New England Treatment will convert about 2,500 square feet of space in the old Pro Corp. building into a dispensary. The building also houses the headquarters of Tapestry Health, a Northampton community-based health care organization that runs eight health centers and needle exchange and nutrition programs throughout the region.
Leslie Tarr Laurie, Tapestry Health’s founder and leader for 40 years before her resignation in recent days, serves on the executive management team at New England Treatment. Fisher said Laurie’s expertise in successfully providing health services in Northampton is valuable for the group. He noted Laurie’s efforts to introduce controversial initiatives, such as a needle exchange, in the community.

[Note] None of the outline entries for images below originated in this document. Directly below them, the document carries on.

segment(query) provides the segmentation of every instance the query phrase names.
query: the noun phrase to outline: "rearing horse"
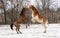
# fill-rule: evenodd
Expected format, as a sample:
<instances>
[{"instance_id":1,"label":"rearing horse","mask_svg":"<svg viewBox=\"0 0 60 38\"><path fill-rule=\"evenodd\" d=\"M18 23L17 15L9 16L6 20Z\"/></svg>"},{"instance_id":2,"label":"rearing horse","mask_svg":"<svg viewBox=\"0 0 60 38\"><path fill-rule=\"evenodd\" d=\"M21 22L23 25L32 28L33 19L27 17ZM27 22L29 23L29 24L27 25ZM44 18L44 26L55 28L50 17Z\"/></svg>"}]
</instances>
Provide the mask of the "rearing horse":
<instances>
[{"instance_id":1,"label":"rearing horse","mask_svg":"<svg viewBox=\"0 0 60 38\"><path fill-rule=\"evenodd\" d=\"M48 24L47 18L45 16L41 16L39 14L40 12L33 5L28 6L28 8L32 10L31 21L33 23L35 23L35 22L43 23L44 24L44 33L46 33L46 27L47 27L47 24Z\"/></svg>"},{"instance_id":2,"label":"rearing horse","mask_svg":"<svg viewBox=\"0 0 60 38\"><path fill-rule=\"evenodd\" d=\"M16 31L17 31L18 34L22 33L22 32L19 31L20 26L21 26L20 24L22 22L25 22L27 24L27 18L25 17L25 14L24 14L25 11L26 11L26 8L23 8L20 16L18 17L18 19L10 25L10 28L12 30L13 30L13 25L16 27ZM27 28L27 25L26 25L26 28Z\"/></svg>"}]
</instances>

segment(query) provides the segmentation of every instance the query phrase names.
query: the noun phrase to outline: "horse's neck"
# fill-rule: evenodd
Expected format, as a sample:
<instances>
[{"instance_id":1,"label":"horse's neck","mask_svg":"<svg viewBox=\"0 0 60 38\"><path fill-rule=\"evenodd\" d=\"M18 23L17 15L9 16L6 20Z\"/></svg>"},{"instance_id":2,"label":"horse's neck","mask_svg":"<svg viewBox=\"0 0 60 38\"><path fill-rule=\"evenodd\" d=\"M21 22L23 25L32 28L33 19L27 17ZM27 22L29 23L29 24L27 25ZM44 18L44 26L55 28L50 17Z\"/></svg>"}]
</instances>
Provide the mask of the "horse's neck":
<instances>
[{"instance_id":1,"label":"horse's neck","mask_svg":"<svg viewBox=\"0 0 60 38\"><path fill-rule=\"evenodd\" d=\"M40 15L40 14L39 14L38 11L36 12L36 11L32 10L32 16L34 16L34 15L38 16L38 15Z\"/></svg>"}]
</instances>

“It’s symbiosis for us to be working with her,” Fisher said. “I couldn’t ask for someone better.”
New England Treatment’s dispensary, located near a Pioneer Valley Transit Authority bus route, will be open 10 hours a day nearly every day of the year. The company expects to hire about 25 people to operate the dispensary, and between 100 and 150 people for its entire operation. Though not required to do so by the state, New England Treatment will require all employees to go through a “robust” training course and background check, Fisher said.
Fisher said the dispensary will be secure. Customers will enter through an outside door but will not have access to the interior of the site where the marijuana is kept. Initial plans do not call for a on-site security personnel.
“We’ll work closely with local law enforcement,” Fisher said. “If they think we need live law enforcement, we’ll do that.”
In its application to the state, the company said it anticipates 1,660 patients and some 2,000 pounds of inventory in its first year. The company predicts it will generate $9.8 million in revenue in its first year and spend $9.1 million, leaving a net profit of $702,000.
The selection panel favored New England Treatment over three other groups that wanted to open dispensaries in Hampshire County — two that eyed Northampton and one in Easthampton.
One of those groups was Hampshire Health Inc., a Northampton nonprofit led by Brian F. Foote. Hampshire Health applied to open a dispensary in the space formerly occupied by Pioneer Valley Family Medicine at 118 Conz St.
While disappointed at not being selected, Foote said Hampshire Health is “definitely interested” in pursuing a future license should the state open another round of applications. He said the four groups that applied for Hampshire County in the second phase all scored well.
“It was really a stiff competition,” Foote said. “We were up against some really big groups with expertise.”
In addition to New England Treatment and Hampshire Health, the other two companies that applied in Hampshire County were Patriot Care Corp., led by Robert Mayerson of Harvard, and Kind Medical Inc., a Pittsfield nonprofit headed by Dr. Joseph P. Keenan of Westfield and former state Sen. Andrea F. Nuciforo Jr.
Patriot Care sought to open a dispensary in Northampton and a growing facility in South Hadley, while Kind Medical applied for a growing operation and dispensary in the former Yankee Plastics building at 142 Pleasant St. in Easthampton.